What this means for a CTO
You must treat LLM spend like a product-managed utility. Stop treating inference and vector-store bills as platform slack. Assign visibility, set budgets, and require feature owners to include projected monthly token counts in PRDs and quarterly forecasts.
If a single feature consumes more than 25% of token volume, require an optimization plan. Optimization can look like prompt compression (30–50% token reduction), caching generative results, moving some queries to smaller models (cost delta of 3–10× between small and large models), or gating the feature behind paid tiers.

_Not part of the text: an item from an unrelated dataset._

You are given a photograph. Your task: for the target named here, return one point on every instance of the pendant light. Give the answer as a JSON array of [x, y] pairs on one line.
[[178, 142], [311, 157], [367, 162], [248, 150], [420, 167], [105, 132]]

You should implement three engineering controls in the next 60 days: token and vector tagging at call-sites, a daily showback dashboard that surfaces per-feature spend, and hard rate-limits or quotas for non-production environments. Those three controls convert expensive surprises into predictable line items.
Key takeaways
1) Charge features for metered usage (tokens, embeddings, vector queries) and amortize fixed infra over 12–36 months. 2) Tagging at the call-site yields 90–95% attribution coverage for showback. 3) Optimize high-cost features before scaling model capacity; a 30% token reduction typically cuts bills proportionally. 4) Set budgets and hard quotas for experiments to avoid runaway spend.
Implementing chargeback often produces a short-term spike in platform ops as teams add tagging and tracing, but within one quarter you gain actionable data: you will know which features cost $10k/month vs $1k/month, and you will stop subsidizing low-value, high-cost experiments.